With the release of the 2015 version of the bat just a few weeks away, the buzz has officially begun.
And why make many changes to a good thing? Last year’s version of the bat got a lot of play with a Vanderbilt team who won the NCAA World Series with it. DeMarini also helped put more teams in the NCAA tournament than any other bat.
When compared to the 2014 Voodoo Overlord version they have “flame tempered” the connective piece in the handle. Hence the addition of FT to the name. They have also updated the alloy in the barrel with some additives for wall strength and pop with a new X12 alloy (not the X10).
It also feels slightly more endloaded than the previous year’s version. I’ve used my trusty swing weight calculator to get a number on the swing weight and that is marginally true, but both the 2014 and 2015 VooDoo Overlord should be considered end-loaded or swing heavy bats. Compared to the 2015 Baseball CF7 the Voodoo Overlord FT swings about 13% higher when comparing similar lengths. If you were looking for a CF7 that has a similar swing weight to your VooDoo FT you’ll need 2 to 3 inches more.
The overall rating uses seven different weighted metrics to determine our overall score. Half of total rating comes from the player and our exit speed tests (Player Rating: 25%, Performance: 25%).The other categories are Relevance (20%), Demand (10%), Durability (10%), Resell Score (5%), and Tech Specs (5%).
*: When a bat is denoted by a star (*) it is a preliminary rating. Expect it to be updated as we learn more about the bat and gather more data.
(PlaRa) Player Rating: We measure player rating from user reviews. Those users include our own hitters that we test at the lab as well as reviews we find online.
(ExVe) Performance: Performance measures the exit speeds and distances we capture in our hitting lab with HitTrax using these bats.
(Relv) Relevance: We measure the number of sizes and the MOI of the bat. Bats with a wider range of options get a better score.
(Dmnd) Demand: Demand is measured by consumer sentiment and the buzz around the bat.
(Drb) Durability: A bat’s durability is measured by user reviews as well as feedback from manufacturers.
(ReSl) Resell Score: Based on the price the bats go for used. Higher prices mean greater user demand which means, generally, a better bat.

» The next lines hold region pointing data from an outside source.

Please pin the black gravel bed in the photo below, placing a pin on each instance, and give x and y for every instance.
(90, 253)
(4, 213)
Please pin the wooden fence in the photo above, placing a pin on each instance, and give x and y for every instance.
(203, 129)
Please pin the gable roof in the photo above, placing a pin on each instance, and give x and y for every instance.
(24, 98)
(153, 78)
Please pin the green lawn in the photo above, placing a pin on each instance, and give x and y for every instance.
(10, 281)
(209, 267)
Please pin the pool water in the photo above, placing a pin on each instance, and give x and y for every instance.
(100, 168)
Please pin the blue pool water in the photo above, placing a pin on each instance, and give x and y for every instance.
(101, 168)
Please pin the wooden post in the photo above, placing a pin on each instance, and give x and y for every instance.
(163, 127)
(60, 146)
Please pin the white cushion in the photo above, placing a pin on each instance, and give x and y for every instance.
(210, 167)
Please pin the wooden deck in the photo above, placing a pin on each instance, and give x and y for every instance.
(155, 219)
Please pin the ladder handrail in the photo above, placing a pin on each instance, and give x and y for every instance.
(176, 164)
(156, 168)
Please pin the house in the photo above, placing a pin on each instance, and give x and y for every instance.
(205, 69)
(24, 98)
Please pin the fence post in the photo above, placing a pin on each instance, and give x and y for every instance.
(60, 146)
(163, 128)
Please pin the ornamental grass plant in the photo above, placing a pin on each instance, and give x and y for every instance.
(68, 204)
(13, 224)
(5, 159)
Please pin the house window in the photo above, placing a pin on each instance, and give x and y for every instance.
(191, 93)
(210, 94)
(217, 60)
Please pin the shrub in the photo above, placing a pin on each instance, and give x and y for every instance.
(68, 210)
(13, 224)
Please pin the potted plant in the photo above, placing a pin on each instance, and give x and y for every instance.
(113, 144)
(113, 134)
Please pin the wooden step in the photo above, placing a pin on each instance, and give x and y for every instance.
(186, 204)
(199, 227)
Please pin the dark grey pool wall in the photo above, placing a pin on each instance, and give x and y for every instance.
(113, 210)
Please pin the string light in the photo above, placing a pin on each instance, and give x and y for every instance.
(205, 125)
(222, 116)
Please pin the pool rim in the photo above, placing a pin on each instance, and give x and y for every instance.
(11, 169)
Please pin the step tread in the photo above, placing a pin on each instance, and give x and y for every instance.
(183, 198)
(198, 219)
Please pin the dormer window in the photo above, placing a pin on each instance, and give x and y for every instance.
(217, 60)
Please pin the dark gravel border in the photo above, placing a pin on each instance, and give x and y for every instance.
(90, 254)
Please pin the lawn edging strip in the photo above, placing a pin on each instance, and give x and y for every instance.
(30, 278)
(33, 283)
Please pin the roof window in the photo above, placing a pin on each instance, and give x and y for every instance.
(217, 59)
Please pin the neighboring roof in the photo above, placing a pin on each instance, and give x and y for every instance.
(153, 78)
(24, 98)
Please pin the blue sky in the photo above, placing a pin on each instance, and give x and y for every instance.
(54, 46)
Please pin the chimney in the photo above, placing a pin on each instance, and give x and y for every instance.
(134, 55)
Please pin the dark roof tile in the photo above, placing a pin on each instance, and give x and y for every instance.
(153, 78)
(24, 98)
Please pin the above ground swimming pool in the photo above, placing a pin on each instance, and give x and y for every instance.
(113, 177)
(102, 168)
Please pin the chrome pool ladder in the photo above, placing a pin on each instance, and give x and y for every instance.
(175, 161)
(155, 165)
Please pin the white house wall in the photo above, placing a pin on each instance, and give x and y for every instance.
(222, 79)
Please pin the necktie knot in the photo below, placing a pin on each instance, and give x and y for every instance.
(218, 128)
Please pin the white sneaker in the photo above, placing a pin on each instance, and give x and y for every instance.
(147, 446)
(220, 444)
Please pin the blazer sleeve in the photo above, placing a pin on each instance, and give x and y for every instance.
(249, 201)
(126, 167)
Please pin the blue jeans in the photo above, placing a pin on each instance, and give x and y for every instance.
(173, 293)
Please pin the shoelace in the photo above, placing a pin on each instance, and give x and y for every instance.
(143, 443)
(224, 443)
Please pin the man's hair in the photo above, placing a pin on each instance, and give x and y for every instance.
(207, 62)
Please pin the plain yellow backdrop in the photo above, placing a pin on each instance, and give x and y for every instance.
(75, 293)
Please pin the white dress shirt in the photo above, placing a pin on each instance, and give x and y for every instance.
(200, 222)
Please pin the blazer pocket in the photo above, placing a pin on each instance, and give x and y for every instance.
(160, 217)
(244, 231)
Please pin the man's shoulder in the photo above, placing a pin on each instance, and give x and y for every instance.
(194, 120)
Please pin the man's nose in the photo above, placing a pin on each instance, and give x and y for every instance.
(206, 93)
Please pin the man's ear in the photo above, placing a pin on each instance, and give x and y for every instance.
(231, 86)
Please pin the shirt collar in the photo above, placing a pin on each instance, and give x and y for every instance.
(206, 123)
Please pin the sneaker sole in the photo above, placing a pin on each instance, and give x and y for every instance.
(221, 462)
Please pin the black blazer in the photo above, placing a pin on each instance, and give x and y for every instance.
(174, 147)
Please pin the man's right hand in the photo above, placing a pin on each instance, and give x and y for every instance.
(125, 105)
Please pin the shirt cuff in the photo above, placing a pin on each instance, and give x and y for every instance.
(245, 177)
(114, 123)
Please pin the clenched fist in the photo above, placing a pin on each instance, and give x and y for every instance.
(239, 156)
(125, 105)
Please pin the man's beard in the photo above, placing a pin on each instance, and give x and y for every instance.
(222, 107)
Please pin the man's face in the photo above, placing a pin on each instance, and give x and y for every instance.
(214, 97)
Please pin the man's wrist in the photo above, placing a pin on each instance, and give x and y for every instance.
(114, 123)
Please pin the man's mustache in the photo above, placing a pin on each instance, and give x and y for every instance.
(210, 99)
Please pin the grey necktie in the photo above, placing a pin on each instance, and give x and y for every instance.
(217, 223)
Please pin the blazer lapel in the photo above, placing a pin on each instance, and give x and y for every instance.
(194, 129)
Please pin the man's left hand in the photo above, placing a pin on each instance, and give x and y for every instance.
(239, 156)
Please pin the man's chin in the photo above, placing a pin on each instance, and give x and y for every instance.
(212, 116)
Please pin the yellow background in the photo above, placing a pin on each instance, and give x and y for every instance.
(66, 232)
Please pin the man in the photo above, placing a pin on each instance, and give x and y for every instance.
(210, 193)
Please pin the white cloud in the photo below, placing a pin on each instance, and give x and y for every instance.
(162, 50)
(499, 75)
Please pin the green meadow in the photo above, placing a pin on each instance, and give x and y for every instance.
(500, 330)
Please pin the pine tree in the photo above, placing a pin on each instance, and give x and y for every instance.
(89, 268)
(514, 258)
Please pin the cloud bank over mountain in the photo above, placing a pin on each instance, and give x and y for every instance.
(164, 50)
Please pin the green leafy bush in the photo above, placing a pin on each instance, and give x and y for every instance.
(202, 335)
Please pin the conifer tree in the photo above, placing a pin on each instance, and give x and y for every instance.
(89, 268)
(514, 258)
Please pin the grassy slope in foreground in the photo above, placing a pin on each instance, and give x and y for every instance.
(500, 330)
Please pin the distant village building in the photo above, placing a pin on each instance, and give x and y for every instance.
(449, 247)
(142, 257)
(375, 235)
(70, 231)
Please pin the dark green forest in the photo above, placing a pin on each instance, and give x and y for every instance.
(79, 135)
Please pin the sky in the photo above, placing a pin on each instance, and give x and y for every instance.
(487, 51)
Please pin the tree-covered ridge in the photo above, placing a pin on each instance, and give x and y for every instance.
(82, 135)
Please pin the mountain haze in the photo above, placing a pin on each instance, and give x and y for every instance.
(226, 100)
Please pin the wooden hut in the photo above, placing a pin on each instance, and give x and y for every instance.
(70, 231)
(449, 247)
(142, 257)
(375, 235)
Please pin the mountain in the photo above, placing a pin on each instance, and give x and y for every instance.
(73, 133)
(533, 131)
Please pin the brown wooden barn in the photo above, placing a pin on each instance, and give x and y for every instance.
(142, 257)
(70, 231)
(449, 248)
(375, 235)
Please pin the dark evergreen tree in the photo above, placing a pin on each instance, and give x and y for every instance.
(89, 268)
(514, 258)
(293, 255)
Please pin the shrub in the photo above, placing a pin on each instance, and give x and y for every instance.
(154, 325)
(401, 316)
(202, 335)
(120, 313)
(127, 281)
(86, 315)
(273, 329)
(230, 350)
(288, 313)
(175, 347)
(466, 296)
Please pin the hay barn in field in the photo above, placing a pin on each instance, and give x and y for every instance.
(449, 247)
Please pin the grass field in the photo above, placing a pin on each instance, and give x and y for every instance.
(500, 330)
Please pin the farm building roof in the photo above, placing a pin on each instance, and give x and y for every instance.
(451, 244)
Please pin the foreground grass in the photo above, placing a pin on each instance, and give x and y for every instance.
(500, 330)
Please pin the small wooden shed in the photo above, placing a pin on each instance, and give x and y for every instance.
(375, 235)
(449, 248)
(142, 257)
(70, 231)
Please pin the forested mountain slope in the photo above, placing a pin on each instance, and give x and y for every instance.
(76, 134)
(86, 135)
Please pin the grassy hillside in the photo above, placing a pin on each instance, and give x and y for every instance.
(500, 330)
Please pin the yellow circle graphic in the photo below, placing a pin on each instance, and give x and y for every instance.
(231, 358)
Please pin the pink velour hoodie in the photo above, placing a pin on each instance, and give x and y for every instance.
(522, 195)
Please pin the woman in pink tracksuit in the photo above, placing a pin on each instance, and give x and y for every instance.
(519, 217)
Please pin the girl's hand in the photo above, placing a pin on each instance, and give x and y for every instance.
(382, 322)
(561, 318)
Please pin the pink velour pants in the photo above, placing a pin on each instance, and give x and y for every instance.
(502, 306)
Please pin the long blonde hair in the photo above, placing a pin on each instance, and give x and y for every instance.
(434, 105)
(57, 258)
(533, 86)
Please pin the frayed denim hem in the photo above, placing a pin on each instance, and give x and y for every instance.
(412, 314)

A resell value closer to its original price means a higher score.
(Tech) Tech Specs: We rate the bat on its technological advancements from previous years and compared to the industry at large. This is our chance to reward companies who are trying to innovate.
MOI or Mass Moment of Inertia is a measurement of bat swing weight. This quantifies how difficult it is to swing a bat. The industry often refers to this as things like End Load or Balanced but those words have been overused to the point of meaninglessness. We measure the actual swing weights of each bat we test using the industry-standard pendulum period, balance point, and scale weight. You can read more about that here.
The price is the original MSRP price of the bat.
The types of bats are single-piece alloy (SPA), two-piece composite (TPC), single-piece composite (SPC), hybrid (Hyb.), and wood (Wood). Hybrid bats are made of composite handles and alloy barrles.
The estimated date the bat began distribution.